# Dealer can't afford 2 license plate screws



## crete (May 16, 2003)

So I buy my car from the dealer for over 60k, they put their dealer named license frame on the front and back. Use only two screws for each frame. 

Now that I just got my plates from DMV, I bought the "M" license frames (which do not come with screws) to replace the dealer ones. The M frames can use 4 screws per frame and I want to fully secure them so they don't rattle or make it easy to be stolen. So I go back to the dealer to get 4 more screws, no such thing. Parts has no way to order them or even know what the part would be. They suggest I go to Home Depot or an auto parts store to match screws with the threaded bolts.

I say I can't believe this...They can't just give me some extra screws.
:dunno:


----------



## roots (Sep 27, 2002)

*Got screws?*

I can't believe your dealer said they didn't have the screws.

Check your glove box. I got a small plastic bag with a bunch of screws, rings, and those white covers.

I'll give you my extra screws if you let me drive your car :drive: :neener:


----------



## Ågent99 (Jan 7, 2002)

What lovely dealer? Stevens Creek or Allison or other?

That is pretty screwy...if I were them...I would just steal you a couple of screws off another car somewhere and then I would figure out how to get more for me.

The point being, I sure wouldn't inconvenience YOU...I would inconvenience MYSELF.

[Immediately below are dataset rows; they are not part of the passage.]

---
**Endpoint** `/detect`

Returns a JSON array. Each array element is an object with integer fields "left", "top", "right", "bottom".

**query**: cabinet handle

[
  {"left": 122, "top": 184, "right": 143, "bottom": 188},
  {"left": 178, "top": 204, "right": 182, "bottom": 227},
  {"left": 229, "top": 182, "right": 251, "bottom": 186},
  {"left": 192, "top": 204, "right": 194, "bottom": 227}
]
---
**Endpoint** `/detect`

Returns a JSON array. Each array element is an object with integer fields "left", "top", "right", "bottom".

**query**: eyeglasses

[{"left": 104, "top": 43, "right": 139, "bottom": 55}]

However, in the end, I am pretty sure you can go to Orchards (skip Home Depot for finding particular sized screws, bolts, etc. as they are a complete mess for that kind of thing) to match up what you've got and perhaps find something even better.

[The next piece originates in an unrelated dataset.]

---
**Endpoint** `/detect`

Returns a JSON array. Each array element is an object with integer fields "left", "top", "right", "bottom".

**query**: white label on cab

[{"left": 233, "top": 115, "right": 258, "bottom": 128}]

I bought a plain black license plate frame from SCBMW and it came with all the screws and black caps, etc.

I don't have a front license plate and so far so good with that. Plenty of cops have seen my car but they haven't bothered me yet about the missing front plate. I am going on 2 1/3 years with no front plate! (knock, knock)


----------



## LeucX3 (Dec 26, 2001)

Well, if they did it for you, they'd have to do it for everyone. :tsk: :thumbdwn: on their part.


----------



## Tanning machine (Feb 21, 2002)

crete said:


> *So I go back to the dealer to get 4 more screws, no such thing. Parts has no way to order them or even know what the part would be. *


What, have they not installed a license plate on any other car? Come on, all they have to do is take the screws from another frame kit (or whatever you want to call it), and give them to you. Chuck the plate holder or give it to someone when it come in broken. Cripes, the plastic in those frames is about 50c.
:thumbdwn: :thumbdwn: :thumbdwn:

I would be sore tempted to go by the stealer at night and pinch four screws off of a stock car.


----------



## rost12 (Dec 22, 2001)

I got a total of around 9 screws from my dealer, all free. Of course, they still managed to screw up, first time I was given screws that did not fit properly, second time around I took out one of the existing screws to make sure I get a matching one.

I did have all 4 screws on the front but only 2 at the back...go figure.

Just out of curiosity - why an M license plate on a non-M car? :dunno:


----------



## vietsb (Apr 8, 2003)

I brought one screw to the parts guys @ Cutter during the last Bimmerfest and they were able to find 4 matching screws for me. Not sure if there's a P/N, but if you show them an example, they might find some more.


----------